Sometimes, when I read a beautiful scripture text, I wander off into the world the text describes. It’s fun to imagine little Amos talking back to the big-shot priest in the king’s sanctuary. Amaziah isn’t happy with the challenges Amos presents to him and to the affluent Jews living in the North. Amos keeps harping on the scandal of the financial inequities that exist in the North. The rich have found a way to make many times more than those who are poor, and they don’t care about the suffering of those who missed out on the big economic windfalls. Sound familiar?

Amaziah is cozy with the king. And then this Amos shows up, as annoying as sand in your swimsuit. Go back and make a living as a prophet in your own hometown! They don’t have any money there. They’ll like your rampages against unethical business practices!

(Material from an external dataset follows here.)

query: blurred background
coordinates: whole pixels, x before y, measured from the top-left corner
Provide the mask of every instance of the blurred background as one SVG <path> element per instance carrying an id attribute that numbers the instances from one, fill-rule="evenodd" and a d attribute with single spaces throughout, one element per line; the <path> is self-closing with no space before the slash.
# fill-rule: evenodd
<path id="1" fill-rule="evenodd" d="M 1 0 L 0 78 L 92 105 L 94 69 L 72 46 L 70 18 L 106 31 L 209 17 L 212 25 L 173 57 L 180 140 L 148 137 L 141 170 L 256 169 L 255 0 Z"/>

This is funny. Amaziah assumes Amos is in the prophecy business because he can make a living from it. Why else would someone set up shop in a new town and start criticizing the (deeply heretical) status quo? Amos rails back that he was just a shepherd and dresser of trees, minding his own business, when God called him to leave it all and move up north to speak of God’s great displeasure with how religion and royal power have converged there.

But then my mind wandered to this from the responsorial psalm, another convergence, but the kind with God in the middle of it: kindness and truth shall meet, justice and peace shall kiss. Imagine kindness and truth meeting. Imagine justice and peace kissing. Imagine that world. Amos imagined it, too.

How have you tried, in your own way, to build a more just society?